Да, вряд ли в полиции с ней будут разговаривать так вежливо. Скорей всего, просто пошлют подальше, во всяком случае, ничем точно не помогут.
Соня совершенно не умеет убеждать людей в своей правоте. Она не переносит грубости. Даже этому телефонному типу она не может сказать резко, чтобы оставил ее в покое. Он ведь ничем ее не оскорбил…

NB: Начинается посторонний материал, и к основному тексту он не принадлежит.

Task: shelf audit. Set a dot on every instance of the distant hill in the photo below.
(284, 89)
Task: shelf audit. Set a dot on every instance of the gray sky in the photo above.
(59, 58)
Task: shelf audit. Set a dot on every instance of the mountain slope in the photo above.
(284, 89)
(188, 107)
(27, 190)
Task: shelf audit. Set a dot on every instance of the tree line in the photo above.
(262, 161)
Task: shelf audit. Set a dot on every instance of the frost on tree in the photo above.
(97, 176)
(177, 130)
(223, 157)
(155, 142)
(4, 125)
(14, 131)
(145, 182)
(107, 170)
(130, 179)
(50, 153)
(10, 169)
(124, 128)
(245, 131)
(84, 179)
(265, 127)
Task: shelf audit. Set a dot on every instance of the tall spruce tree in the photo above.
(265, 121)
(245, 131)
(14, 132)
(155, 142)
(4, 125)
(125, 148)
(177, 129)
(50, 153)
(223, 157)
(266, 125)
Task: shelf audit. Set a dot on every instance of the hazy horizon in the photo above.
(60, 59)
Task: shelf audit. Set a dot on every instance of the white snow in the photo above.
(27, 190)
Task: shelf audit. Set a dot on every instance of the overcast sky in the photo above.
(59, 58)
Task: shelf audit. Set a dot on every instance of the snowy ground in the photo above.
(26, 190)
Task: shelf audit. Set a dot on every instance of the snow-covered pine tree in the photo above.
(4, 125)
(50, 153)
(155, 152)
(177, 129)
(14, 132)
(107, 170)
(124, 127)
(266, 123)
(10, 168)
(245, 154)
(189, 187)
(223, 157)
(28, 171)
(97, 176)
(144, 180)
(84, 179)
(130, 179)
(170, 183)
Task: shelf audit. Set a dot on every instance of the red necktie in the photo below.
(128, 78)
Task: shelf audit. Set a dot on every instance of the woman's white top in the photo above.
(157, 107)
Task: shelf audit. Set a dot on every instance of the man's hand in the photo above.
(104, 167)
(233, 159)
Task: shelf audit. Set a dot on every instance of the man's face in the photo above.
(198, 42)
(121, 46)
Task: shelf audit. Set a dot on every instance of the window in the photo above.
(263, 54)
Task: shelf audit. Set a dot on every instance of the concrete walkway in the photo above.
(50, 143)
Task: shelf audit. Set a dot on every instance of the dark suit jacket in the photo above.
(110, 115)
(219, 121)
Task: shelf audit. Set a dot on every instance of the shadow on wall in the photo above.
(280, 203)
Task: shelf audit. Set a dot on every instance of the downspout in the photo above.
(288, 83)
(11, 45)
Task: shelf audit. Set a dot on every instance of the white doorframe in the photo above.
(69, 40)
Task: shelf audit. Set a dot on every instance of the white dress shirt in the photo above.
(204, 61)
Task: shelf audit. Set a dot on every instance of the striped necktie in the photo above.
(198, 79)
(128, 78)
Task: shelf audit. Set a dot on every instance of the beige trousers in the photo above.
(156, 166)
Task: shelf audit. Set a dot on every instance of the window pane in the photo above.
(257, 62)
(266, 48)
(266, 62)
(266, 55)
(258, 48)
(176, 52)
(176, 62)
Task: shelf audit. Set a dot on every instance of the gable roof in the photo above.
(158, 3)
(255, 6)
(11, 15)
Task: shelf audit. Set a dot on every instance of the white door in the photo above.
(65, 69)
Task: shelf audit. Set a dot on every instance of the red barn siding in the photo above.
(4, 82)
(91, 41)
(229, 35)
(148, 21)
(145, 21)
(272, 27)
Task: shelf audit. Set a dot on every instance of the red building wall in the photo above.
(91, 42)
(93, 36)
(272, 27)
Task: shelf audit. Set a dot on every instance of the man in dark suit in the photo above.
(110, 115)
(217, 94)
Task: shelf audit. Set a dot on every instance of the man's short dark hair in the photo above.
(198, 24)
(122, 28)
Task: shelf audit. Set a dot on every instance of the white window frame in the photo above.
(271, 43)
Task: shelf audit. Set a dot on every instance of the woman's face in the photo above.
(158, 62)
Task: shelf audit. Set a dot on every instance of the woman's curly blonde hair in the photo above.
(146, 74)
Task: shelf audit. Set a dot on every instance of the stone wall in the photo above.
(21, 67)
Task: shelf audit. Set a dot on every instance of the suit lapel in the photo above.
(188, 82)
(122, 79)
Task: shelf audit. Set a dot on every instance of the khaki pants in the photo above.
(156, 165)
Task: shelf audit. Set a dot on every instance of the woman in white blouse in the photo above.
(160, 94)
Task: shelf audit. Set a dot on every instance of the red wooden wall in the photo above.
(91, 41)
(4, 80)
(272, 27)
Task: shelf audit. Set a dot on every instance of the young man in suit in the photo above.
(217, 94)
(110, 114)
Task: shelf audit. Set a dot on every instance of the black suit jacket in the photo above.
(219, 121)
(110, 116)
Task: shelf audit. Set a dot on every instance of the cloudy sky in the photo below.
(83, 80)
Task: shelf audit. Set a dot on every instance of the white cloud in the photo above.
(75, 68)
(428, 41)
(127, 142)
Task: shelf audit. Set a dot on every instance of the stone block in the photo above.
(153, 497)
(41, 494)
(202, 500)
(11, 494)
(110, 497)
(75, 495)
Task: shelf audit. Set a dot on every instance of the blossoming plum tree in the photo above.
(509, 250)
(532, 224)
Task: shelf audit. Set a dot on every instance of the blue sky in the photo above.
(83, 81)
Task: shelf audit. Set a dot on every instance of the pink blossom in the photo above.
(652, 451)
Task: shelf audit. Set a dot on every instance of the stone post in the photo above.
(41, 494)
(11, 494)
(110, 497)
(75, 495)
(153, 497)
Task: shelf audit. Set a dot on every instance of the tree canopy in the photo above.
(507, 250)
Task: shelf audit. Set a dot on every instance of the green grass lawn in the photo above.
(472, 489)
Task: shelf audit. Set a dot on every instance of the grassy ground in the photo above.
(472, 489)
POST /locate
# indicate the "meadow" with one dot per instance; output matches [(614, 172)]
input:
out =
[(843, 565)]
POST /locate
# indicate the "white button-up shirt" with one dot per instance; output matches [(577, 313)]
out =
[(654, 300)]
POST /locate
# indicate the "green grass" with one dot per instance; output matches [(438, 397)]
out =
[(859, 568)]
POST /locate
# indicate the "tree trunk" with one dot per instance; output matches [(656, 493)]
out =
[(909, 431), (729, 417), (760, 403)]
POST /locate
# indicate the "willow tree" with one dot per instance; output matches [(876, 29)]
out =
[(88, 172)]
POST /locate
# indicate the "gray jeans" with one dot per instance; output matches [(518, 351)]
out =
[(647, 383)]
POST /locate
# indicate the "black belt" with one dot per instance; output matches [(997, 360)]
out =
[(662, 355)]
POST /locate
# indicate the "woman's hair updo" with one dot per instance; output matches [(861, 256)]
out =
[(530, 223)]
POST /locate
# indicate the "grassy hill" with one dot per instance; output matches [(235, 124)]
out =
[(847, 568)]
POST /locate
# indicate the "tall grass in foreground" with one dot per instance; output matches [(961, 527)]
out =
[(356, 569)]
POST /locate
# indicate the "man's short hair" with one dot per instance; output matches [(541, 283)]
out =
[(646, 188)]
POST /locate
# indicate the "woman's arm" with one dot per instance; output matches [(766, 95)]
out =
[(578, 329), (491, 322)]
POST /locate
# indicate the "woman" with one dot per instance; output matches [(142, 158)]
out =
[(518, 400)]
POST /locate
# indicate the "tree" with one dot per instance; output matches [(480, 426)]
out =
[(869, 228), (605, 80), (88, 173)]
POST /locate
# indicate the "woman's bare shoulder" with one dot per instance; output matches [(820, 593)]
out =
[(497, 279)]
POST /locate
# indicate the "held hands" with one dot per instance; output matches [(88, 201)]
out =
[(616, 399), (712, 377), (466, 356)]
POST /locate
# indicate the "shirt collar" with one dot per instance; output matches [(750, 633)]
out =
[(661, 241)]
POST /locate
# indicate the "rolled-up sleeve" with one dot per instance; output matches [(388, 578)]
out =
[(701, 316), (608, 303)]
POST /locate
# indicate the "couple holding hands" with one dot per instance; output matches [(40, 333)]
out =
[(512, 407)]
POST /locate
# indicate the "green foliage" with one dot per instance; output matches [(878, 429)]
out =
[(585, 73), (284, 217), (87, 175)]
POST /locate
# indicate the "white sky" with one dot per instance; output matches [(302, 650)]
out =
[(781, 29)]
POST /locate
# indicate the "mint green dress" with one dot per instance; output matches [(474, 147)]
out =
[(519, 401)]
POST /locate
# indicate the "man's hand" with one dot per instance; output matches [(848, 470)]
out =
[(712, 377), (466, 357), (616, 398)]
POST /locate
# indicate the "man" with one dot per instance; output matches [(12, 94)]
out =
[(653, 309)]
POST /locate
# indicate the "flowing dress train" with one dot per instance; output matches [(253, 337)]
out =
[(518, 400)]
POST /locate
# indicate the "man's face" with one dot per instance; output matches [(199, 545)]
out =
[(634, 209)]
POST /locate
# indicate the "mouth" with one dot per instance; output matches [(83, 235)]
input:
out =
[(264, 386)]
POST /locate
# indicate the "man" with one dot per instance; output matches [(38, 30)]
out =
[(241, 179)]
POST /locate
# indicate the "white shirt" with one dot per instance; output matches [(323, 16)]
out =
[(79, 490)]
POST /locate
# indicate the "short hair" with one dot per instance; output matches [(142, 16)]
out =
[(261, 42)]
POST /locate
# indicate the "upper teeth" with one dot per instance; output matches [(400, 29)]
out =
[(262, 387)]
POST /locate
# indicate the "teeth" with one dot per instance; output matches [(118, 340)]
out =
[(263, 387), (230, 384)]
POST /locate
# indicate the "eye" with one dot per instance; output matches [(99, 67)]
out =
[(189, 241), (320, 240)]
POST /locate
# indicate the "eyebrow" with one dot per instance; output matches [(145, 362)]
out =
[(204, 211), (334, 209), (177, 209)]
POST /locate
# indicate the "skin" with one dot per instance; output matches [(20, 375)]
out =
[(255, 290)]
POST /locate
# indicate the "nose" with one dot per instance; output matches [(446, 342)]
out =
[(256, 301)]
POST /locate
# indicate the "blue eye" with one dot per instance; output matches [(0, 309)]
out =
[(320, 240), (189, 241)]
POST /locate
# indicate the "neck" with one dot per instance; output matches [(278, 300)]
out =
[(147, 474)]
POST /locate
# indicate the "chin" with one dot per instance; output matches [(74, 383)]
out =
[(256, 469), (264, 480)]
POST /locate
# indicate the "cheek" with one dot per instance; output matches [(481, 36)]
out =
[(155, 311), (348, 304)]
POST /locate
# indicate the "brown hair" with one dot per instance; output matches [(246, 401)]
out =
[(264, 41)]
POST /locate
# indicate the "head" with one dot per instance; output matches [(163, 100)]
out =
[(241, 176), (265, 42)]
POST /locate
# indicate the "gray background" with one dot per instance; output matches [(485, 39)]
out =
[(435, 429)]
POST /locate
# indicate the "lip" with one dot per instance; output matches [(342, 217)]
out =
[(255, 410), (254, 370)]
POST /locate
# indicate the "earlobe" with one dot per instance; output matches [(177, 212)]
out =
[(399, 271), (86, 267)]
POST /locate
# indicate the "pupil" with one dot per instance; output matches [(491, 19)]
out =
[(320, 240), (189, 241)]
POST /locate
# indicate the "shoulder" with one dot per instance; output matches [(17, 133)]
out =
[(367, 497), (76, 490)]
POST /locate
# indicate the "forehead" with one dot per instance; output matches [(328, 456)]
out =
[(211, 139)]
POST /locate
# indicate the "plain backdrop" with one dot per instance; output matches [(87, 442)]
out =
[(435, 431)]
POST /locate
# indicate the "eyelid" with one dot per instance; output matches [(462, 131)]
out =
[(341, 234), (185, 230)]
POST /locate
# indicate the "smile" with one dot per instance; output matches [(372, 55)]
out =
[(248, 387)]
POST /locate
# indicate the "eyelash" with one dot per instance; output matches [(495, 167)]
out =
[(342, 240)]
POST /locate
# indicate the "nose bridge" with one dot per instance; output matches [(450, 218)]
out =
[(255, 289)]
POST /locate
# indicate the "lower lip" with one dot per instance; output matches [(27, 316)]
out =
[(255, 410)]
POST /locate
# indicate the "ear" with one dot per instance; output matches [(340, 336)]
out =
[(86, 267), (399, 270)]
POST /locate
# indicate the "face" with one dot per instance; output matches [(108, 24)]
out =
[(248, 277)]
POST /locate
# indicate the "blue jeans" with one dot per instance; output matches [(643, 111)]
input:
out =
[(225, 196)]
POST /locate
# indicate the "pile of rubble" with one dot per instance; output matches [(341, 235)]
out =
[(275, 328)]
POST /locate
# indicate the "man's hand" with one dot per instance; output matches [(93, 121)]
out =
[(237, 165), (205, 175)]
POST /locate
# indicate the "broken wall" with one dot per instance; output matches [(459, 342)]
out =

Вот и выходит, совершенно не с кем посоветоваться. И заступиться за нее некому, она одинока, самое близкое существо – это ее скрипка. Непосвященные не знают, какой это каторжный труд – играть на скрипке. Некогда было прыгать на скакалке, потом ходить в кино и бегать на свидания. С пяти лет, когда мама привела ее на подготовительное отделение музыкальной школы, Соня надолго расставалась со скрипкой всего однажды. В третьем классе соседский мальчишка толкнул ее. Чтобы не повредить скрипку, Соня упала на руку и сломала ее. Два месяца она не могла заниматься, потом все началось снова. Во дворе Соню не любили, считали гордячкой. Тот мальчишка, из-за которого она сломала руку, больше не приставал – он полез на крышу за голубями и свалился с шестого этажа.
У Сони мало подруг, а закадычной – ни одной. Люди считают ее незаметной, неспособной дать отпор, а так оно и есть, поэтому ведут себя с ней зачастую слишком грубо.
Соня вспомнила, как вчера противный маляр, вместо того чтобы извиниться за то, что чуть не убил ее, стал орать. Но вчера-то за нее заступились, этот славный парень – Андриан. Маленького роста, а какой сильный и ловкий. Его-то небось никто не посмеет обидеть. Он не боится заходить один в темный подъезд. Вот, кстати, и он, родной подъезд, добрались.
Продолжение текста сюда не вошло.